By learning more about the infrastructure and how it differed, we could focus on the cases that were in different equivalence classes on the two platforms. Everything that was the same on the two platforms fell into the same, existing, well-tested bucket and didn’t need to be duplicated. So the areas that needed to be explicitly tested on the new platform changed from “all of JIRA Studio, which is every feature in of all of our products” to a handful of specific areas, for example:
- Where it touches the file system.
- Where the server sends external requests.
- Where it deals with requests/responses that were likely to be mangled by sitting behind a proxy.

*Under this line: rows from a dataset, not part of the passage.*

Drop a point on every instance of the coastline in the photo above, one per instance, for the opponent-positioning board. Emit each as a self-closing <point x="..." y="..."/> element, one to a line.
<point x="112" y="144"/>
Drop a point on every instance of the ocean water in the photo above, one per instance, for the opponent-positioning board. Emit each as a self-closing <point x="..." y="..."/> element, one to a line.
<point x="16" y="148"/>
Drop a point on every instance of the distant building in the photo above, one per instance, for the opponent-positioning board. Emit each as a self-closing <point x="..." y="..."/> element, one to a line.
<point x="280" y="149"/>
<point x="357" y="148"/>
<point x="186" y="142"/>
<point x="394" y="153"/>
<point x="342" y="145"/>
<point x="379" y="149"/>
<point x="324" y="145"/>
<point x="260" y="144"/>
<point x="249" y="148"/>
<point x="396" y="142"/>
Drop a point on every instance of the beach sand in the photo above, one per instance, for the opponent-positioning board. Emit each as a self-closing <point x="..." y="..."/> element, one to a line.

Based on that, we could focus on specific scenarios and pinpoint the bugs without wasting a lot of time retesting safe areas. And it worked – we found many issues specific to JIRA Studio running on the new platform and fixed them before release. No platform-related issues were found after release.
We overreact to some kinds of minor bugs
Sometimes bugs come up that indicate our equivalence classes are incorrect. For example, we might be operating on the understanding that a certain field behaves the same way on the Create Issue screen as it does on the Edit Issue screen. If a bug comes up that affects only one screen and not the other – even if it’s a really minor bug – we’ll be jumping up and down wanting to know the root cause. It’s not that we really care about the bug itself; it’s that we care about the breakdown of the equivalence.
If it turns out that the field’s behaviour on the two screens cannot be considered equivalent, then that suddenly doubles all testing required for changes to that field. On the other hand, if it turns out there’s a really specific reason why they’re different for that case and not otherwise, the equivalence can remain solid with an exception or two.
We get fussy about test environments
Since we base equivalence classes partly on past bug history, we have some strongly-held beliefs about valid test environments.
For example, we often bundle plugins with JIRA. I used to consider “testing a plugin uploaded via UPM, then later checking that the same version number is bundled” to be equivalent to “bundling a plugin, starting up that build, then testing it as a bundled plugin”. This was until we had a few issues that broke down the equivalence – one where a plugin jar was mislabelled in the maven repo, one where classes in the plugin were being instantiated incorrectly, and a few cases where a third-party plugin developer re-released a new version of the plugin with the same version number. Now we require that all bundled plugins have a final sanity check after bundling to ensure they work as expected.
We are confident about when to stop testing
The beauty of equivalence classing is that we have a better idea of when to stop – that is, when all classes have been covered. Without it, it’s easy to drag testing on for weeks; executing more test cases at random, never feeling quite confident about the software quality, and pretending that more time testing means higher-quality software. But with equivalence classing, we have the knowledge and the confidence to say, “We have covered all equivalence classes for this feature, and throwing more random sets of data at it is just wasting time and gives us no further coverage. Let’s move on.”
Being confident about most features means that when a change really is risky and we haven’t yet got complete coverage; and we say that we are not confident and it shouldn’t ship yet, we are listened to.
Equivalence partitioning is critical to efficiently testing a large, complex product like JIRA. It helps us reduce testing time while increasing the number of bugs caught and squashed, helping us ship higher-quality software sooner.